20 percent rate the lump sum applies to income generated in the field of liberal professions.
17 percent rate. includes revenue from the provision of services, including:
- by temporary employment agencies (PKWiU 78.20.1), other related to the provision of employees (PKWiU 78.30.1),
- counseling for children on educational problems (PKWiU ex 18.104.22.168),
- data processing (PKWiU ex 63.11.1), transmitting audiovisual streams via the Internet (PKWiU 63.11.2),
- reproduction of computer information carriers (PKWiU 22.214.171.124),
- intermediation in the wholesale of passenger cars and vans via the Internet (PKWiU 126.96.36.199).
In turn, taxing at the rate of 8.5 percent. are subject to, among others:
- revenues related to fire fighting and fire prevention (PKWiU 188.8.131.52),
- revenues from the provision of pre-school education services (PKWiU 184.108.40.206),
- revenues from the provision of services related to the operation of botanical and zoological gardens as well as nature protection areas and objects (PKWiU 91.04.1),
5.5 percent rate the lump sum includes:
- revenues from manufacturing activities, construction works or in the field of cargo transportation using a fleet of vehicles with a capacity of more than 2 tons,
- commission from commercial activities in the sale of single-use public transport tickets, stamps for monthly tickets, postage stamps, tokens and magnetic cards for vending machines,
- the revenues referred to in art. 14 sec. 2 point 14 of the Income Tax Act.

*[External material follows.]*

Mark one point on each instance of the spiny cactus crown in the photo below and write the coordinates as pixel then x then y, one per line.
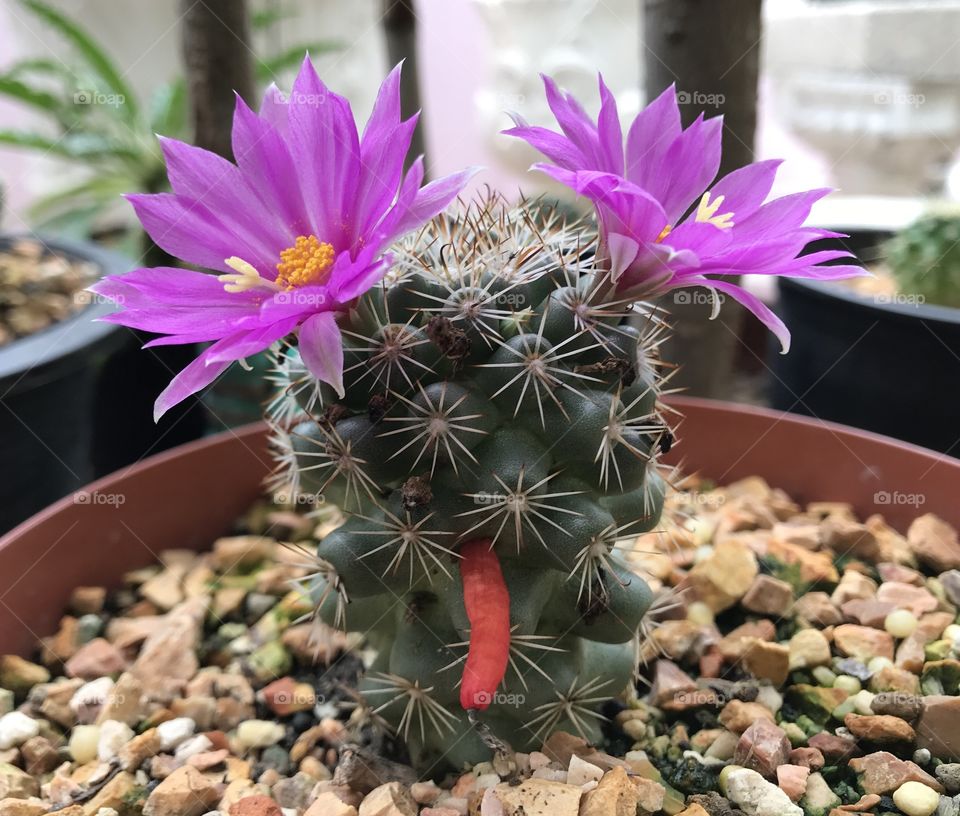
pixel 491 393
pixel 924 259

The lowest rate of 3 percent. are taxed, inter alia, income:
- from catering activities, except for revenues from the sale of beverages with an alcohol content above 1.5%,
- service activities in the field of trade,
- from the provision of services related to animal production (PKWiU 01.62.10.0).
A detailed catalog of the application of the rates can be found in Art. 12 of the Lump-sum Income Tax Act.
It is worth remembering that if the taxpayer obliged to keep records of revenues runs an activity, the revenues from which are taxed at different rates specified in paragraph 1, a lump-sum on recorded revenues shall be determined according to the rate appropriate for revenues from each type of activity, provided that the revenue register is kept in a way that allows for the determination of revenues from each type of activity. In the event that the taxpayer does not keep records in a manner that ensures the determination of revenues for each type of activity, the lump-sum on revenues recorded is 8.5% of revenues, except that in the case of achieving also revenues referred to in art. 12 sec. 1 point 1 and point 2 of the Act, the lump sum is 20% or 17%.
Advantages and disadvantages of a lump sum on registered revenues
The advantages of a lump sum on recorded revenues can certainly include:
- simplified method of keeping tax records,
- lump sum rates lower than for other forms of taxation,
- beneficial for entities incurring low costs.
Apart from the advantages, this form of taxation also has many disadvantages, for example:
- no possibility of joint settlement with a spouse or a single-raised child,
- it is not possible to classify the incurred expenses as tax costs,
- no discount for children,
- it is not intended for every type of activity.